The less said about the particulars of that the better, yet as with Hereditary, it’s easy to expound upon the most vital element of all; the human. Anyone who’s seen Florence Pugh in a movie lately knows she’s going places, and just as Toni Collette delivered one of the most startlingly rattled, beguilingly honest performances in any movie about the supernatural ever made, so too does Pugh bring an uncommon gravitas to a film that could easily have descended into wanton silliness.
Pugh, who is absolutely Oscar-worthy in her role here, is also joined by a remarkable ensemble cast. Jack Reynor makes Christian a decidedly more layered and interesting character than most other takes on this material surely would allow, giving his strongest performance since his sublime turn in 2012’s drama What Richard Did. Will Poulter also brings most of the early laughs in the film’s preamble phase, cracking wise about the beauty of Swedish women and enduring the most hysterically spot-on drug freak-out this side of real life.
If Aster’s writing lacks the exactitude of his first film, that feels somewhat intentional, allowing a less-restrained vessel through which to share his vision, and one brought to the screen with a mind-boggling level of skill given the mere $8 million budget.
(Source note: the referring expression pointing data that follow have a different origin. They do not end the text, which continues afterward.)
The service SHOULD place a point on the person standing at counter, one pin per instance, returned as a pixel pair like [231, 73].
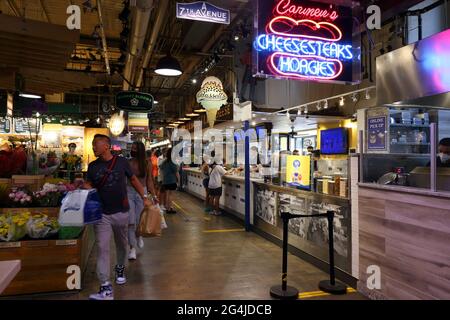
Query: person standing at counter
[443, 159]
[205, 180]
[215, 187]
[108, 175]
[143, 170]
[171, 179]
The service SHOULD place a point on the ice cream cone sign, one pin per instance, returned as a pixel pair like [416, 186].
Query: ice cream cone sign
[211, 96]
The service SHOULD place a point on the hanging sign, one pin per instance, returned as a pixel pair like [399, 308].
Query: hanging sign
[304, 40]
[298, 171]
[203, 11]
[137, 122]
[376, 133]
[133, 101]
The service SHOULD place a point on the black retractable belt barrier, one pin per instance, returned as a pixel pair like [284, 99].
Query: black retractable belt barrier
[285, 292]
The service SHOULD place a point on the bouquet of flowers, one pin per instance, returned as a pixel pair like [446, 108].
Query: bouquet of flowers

Making a horror film set entirely in the day-time is understandably thought by many to be a madman’s task, and yet, Aster’s fierce control of the camera makes it seem so easy.
Aided by the astonishing lensing of his returning DP Pawel Pogorzelski, Aster makes a horror film that allows its stately appearance to belie a slow-revealing ugliness, complimented by Lucian Johnston’s pin-sharp editing, The Haxan Cloak’s droning musical score and some of the most impressively dynamic sound mixing heard in any film this year, horror or not.
All things considered, Midsommar won’t be a hasty recommendation to many; it’s quietly terrifying but lacks even a single jump scare, it’s horribly gory yet also slow and long, and wilfully dispenses with many of the typical filmmaking comforts and safety nets audiences will expect. But if you’re game for a challenging, gorgeous and brilliantly acted horror that pushes boundaries in all kinds of directions, it is an absolute must-see.
Ari Aster pulls no punches with this mighty sophomore effort, which trades the operatic power of his debut for a looser yet more ambitious form.